Yesterday my colleague David Gewirtz delivered a fire-and-brimstone sermon on the coming XPocalypse, the date early next year when Microsoft stops supporting Windows XP.
Here’s Pastor Gewirtz, in a passage replete with Biblical references:
If you don't think that cybercriminals have marked April 8, 2014 on their calendars with a big star, you're crazy. If you don't think they're holding back on launching some of their bigger exploits until after the patching ends, you're naive. For cybercriminals intent on skinning our 500 million sheep, April 8, 2014 is D-Day.

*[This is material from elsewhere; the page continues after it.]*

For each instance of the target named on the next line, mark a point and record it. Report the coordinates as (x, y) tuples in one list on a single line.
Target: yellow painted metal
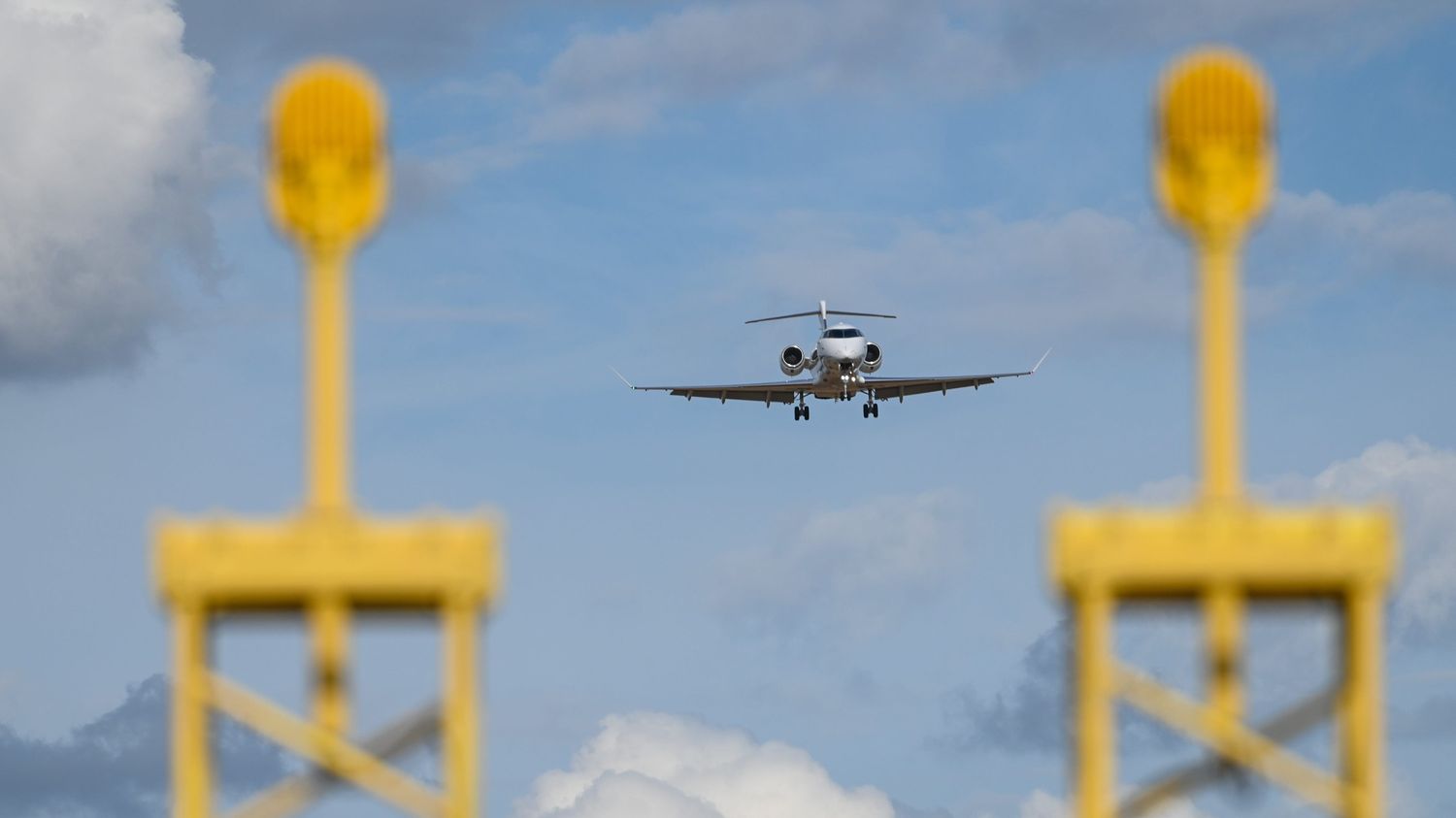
[(325, 747), (1213, 174), (1229, 736), (326, 185)]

By abandoning XP on April 8, 2014, Microsoft will cease being a good shepherd of its most loyal customers. Microsoft is just leaving them out there, exposed, and unprotected. On April 8, 2014, those millions of remaining XP users will be like lambs being led to the slaughter. To paraphrase Jeremiah 11:19, they do not know that plots have been devised against them.
Can I get a “Hallelujah!” I said, Can I get a “Hallelujah!”
OK, my turn at the pulpit. Spoiler alert: I don't plan to cite chapter and verse.
First of all, this should not be a surprise to anyone. If you use Windows XP, you are not sheep, you are a paying customer. You got one of the best deals ever, because Microsoft has been running this route, the XP local, for more than a decade. No one is being left at the station. This train has had a “going out of service” sign on it for two years.
The support lifecycle is a contract between Microsoft and its customers, one that’s been clearly described for many years. It is ridiculous to think that a software company should support a product indefinitely. That’s economically silly and technically unsustainable. In early 2014, Microsoft will be delivering security patches for five—count ‘em, five—major releases of its operating system that are still in mainstream or extended support.
Perhaps that is why Microsoft’s reliability record with patches has been getting a bit dicey lately.
If you thought you were getting a lifetime guarantee, you weren’t paying attention. XP’s end-of-support date was actually already extended once.